What's the difference between an herb and a spice? And how do you say 'herb' anyway? These are two very good questions, but only the second one is easily answered, so we'll start there.
Most Americans pronounce herb as though the h does not exist; based on how we say it, it could very well be spelled erb. In British English, however, it's typically pronounced like it's short for the name Herbert. Such was not always the case: the Oxford English Dictionary tells us that the h wasn't pronounced until the 19th century, which means that herb arrived on American shores without an audible h.
Do with that what you will. However you say herb, the distinction between what that word refers to and what its frequent linguistic companion spice refers to can be less than clear. Oh, at first the categories seem distinct enough: herbs are leafy things, like basil, tarragon, thyme, and cilantro; and spices are seeds, either whole or ground, like coriander, cumin, and anise. Leaves vs. seeds is indeed a simple version of the separation. But simple isn't always accurate.
Pepper is a good case in point. Very little is simple there, starting with the fact that the pepper of "salt and" is botanically distinct from all the other peppers. It comes from an Indian vine that produces berries that when dried and ground up sometimes wind up in a cute pepper shaker. The other peppers are the fruits—technically also berries—of a group of plants that are native to South America and known to those in the know as capsicum. That's right: pepper, whether in the shaker or in the sriracha, is essentially a fruit. But we think of both as living in the spice aisle.

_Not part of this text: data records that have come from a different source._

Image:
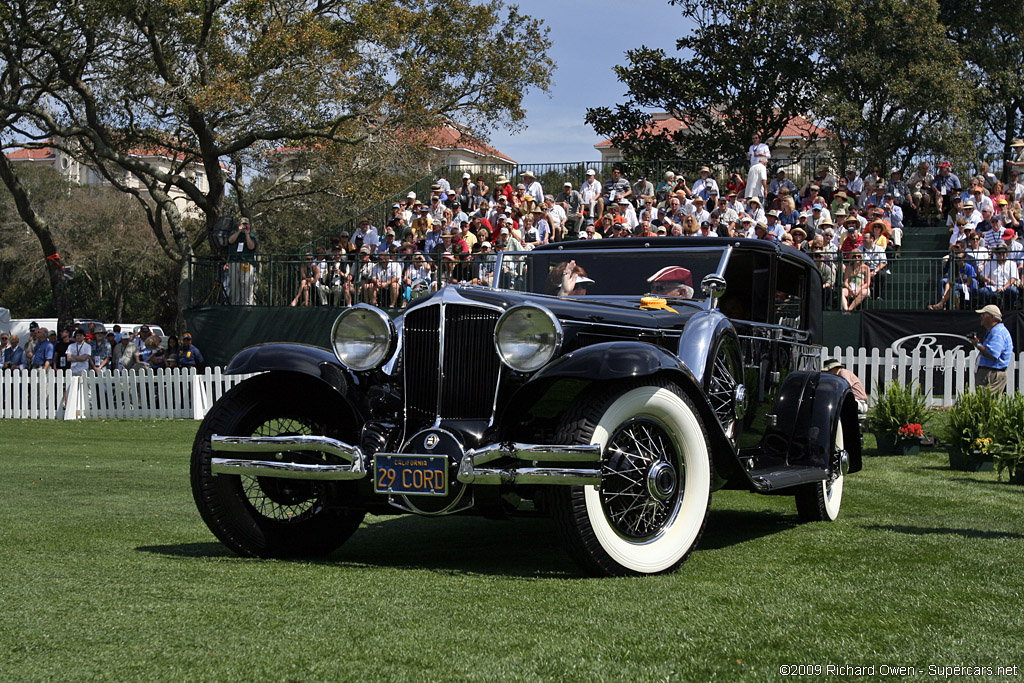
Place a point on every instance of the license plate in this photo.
(411, 475)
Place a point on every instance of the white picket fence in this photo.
(145, 394)
(185, 393)
(941, 375)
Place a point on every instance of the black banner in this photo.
(934, 331)
(929, 334)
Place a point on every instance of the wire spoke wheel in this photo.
(267, 516)
(284, 500)
(641, 486)
(650, 509)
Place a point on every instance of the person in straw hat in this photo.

Bark is also neither leaf nor seed, nor is it fruit, but when it's a particularly prized bark like the bark of a tree of the genus Cinnamomum it's used as a spice: cinnamon. Rhizomes and bulbs (ginger and garlic are these respectively, and more visibly so in the form we find them in the produce aisle) are also typically considered spices, especially when in their dried powder forms. But then we have saffron, the fantastically expensive spice that is the whole or ground stigmas of a purple crocus flower, and cloves, which are dried flower buds. But not all flowers get the spice treatment: nasturtiums and orange flowers are sometimes found in the "herb" category.
When we step away from the culinary realm and into the scientific one, another complication arises. Botanically, an herb is a seed-producing plant that dies down at the end of a growing season. These herbs, which can be annuals, biennials, or perennials, are contrasted with bushes and trees, which develop woody tissue that persists over a series of growing seasons. The consequences of this "herb" designation can be a bit shocking: the towering thing we commonly call a banana tree (which can grow to 20 feet) is technically an herb because it dies down (or in cultivated banana plants is typically cut down) after it produces its single bunch of bananas. And a considerable number of spices, among them turmeric, cardamom, and cumin, come from plants that are botanically herbs.
What does all this mean? Well, if you've come to the dictionary to settle a heated dispute about what the difference between an herb and a spice is, perhaps the heat has dissipated a bit. The real answer is: it's complicated. Nuance, though, isn't a bad thing. In fact, we think it adds a certain piquancy to the language that makes savoring each word all that more worthwhile.